The most recent mining empowerment deal highlights another issue that the mining industry is grappling with as government fails to provide certainty. This is the principle of ‘once empowered, always empowered’. One example is Northam Platinum, which recently concluded a R6.6 billion empowerment deal, taking its BEE shares to just more than 35%. This occurred after the Department of Mineral Resources ‘directed’ it to get new empowerment partners after Afripalm and Mvelaphanda Resources sold their shares to repay interest on loans they had taken out to buy the stake in the first place, according to a Business Day report.

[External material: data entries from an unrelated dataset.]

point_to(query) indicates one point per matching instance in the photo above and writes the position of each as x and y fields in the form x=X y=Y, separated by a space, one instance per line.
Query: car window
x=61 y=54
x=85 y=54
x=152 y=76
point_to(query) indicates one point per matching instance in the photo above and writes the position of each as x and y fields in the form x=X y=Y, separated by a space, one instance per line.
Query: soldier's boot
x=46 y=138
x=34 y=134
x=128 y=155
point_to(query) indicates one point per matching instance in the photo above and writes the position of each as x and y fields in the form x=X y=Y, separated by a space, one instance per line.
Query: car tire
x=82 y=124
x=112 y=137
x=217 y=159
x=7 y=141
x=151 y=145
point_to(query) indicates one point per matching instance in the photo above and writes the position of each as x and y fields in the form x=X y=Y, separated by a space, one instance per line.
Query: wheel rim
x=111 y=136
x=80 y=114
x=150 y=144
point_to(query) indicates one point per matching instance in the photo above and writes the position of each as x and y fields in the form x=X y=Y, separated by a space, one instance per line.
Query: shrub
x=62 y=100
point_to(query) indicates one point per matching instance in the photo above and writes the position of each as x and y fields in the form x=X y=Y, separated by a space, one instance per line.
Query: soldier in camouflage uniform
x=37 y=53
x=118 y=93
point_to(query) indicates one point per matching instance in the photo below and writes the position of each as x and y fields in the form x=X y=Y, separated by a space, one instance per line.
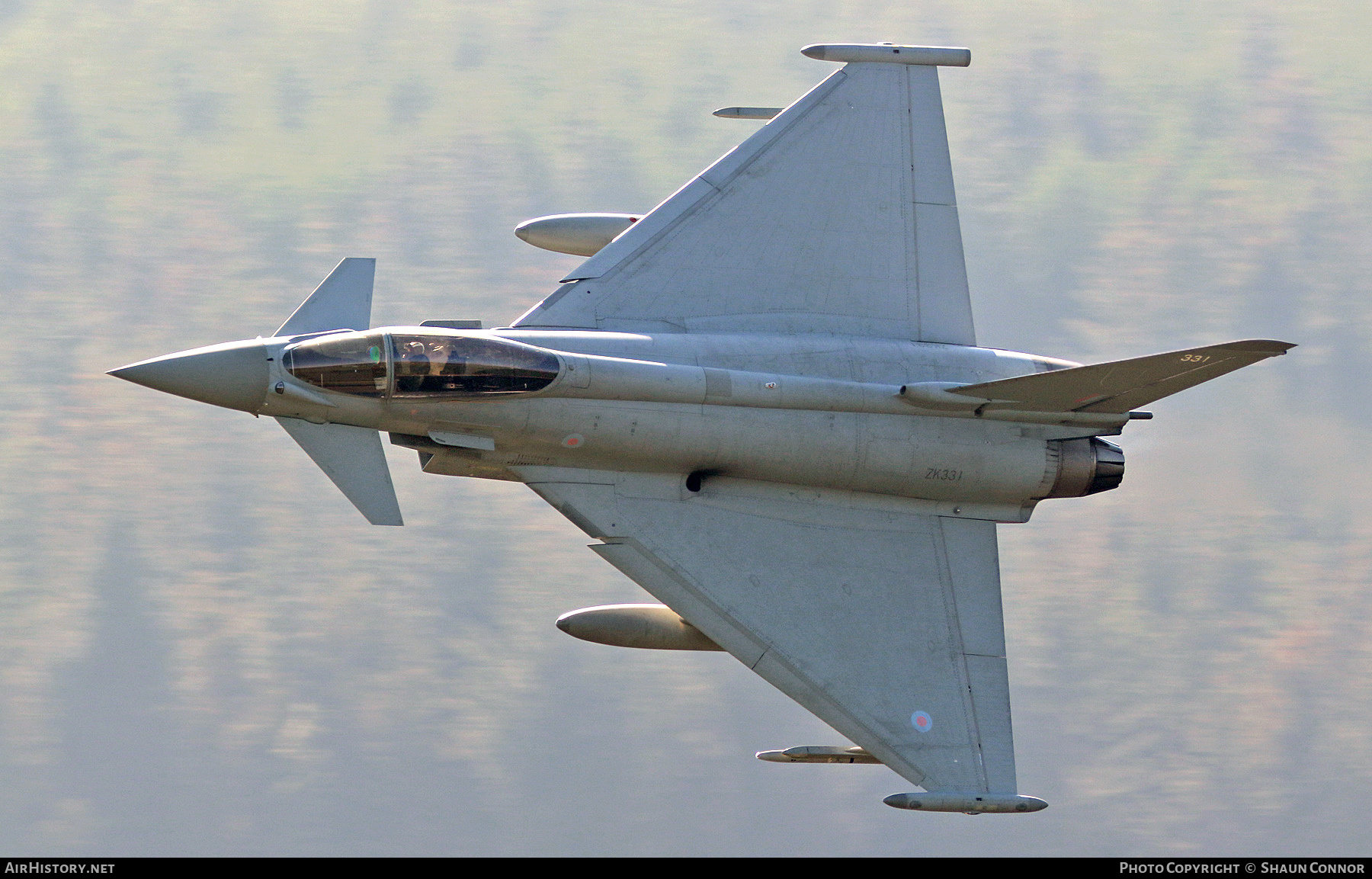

Leon says that two key issues on the charter need clarification. ‘One is how ownership is measured as the Mining Charter is quite vague. A much more tricky issue is the principle of “once empowered, always empowered”,’ he says

PwC says: ‘The mining sector argues it has put empowerment transactions in place to meet the requirements of the charter and that these historical transactions should count towards their empowerment credits, even if those partners no longer hold their shares.’

The Department of Mineral Resources, however, ‘seems to imply that mining companies should repeatedly enter into new BEE transactions every time an existing BEE partner exits’, says PwC.

Scholes says that the department has never formally put forward its position on this. ‘In my view, it’s absurd to interpret this restrictively. According to a recent Supreme Court of Appeal judgement, if you interpret legislation in a way that gives absurd or unbusiness-like results, it has to be reinterpreted in a way that doesn’t.

‘This means that a “once empowered, always empowered” principle should be read into the Mining Charter. Otherwise black shareholders will be forced to be locked into deals and restricted when selling their shares,’ he says.

‘It is startling that one of the single biggest issues with BEE ownership transactions is still the sustainability of funding mechanisms used,’ says Stephan van der Walt, head of corporate finance at Bravura Capital.

‘We have found that unsustainable BEE funding models are unfortunately still the order of the day. This is an issue which is considered by the DTI Codes, and correctly so, but not the Mining Charter.

‘Companies and their advisors need to apply common, sound and basic funding principles when structuring BEE ownership transactions whilst also ensuring that the correct stakeholders close to the business are benefiting, not just in a sustainable manner, but also in a way which makes business sense and results in real empowerment, for the benefit of the company, the stakeholders and ultimately the country.

‘Applying these principles correctly addresses both the “encumbered” and “once empowered always empowered” issues highlighted,’ he says.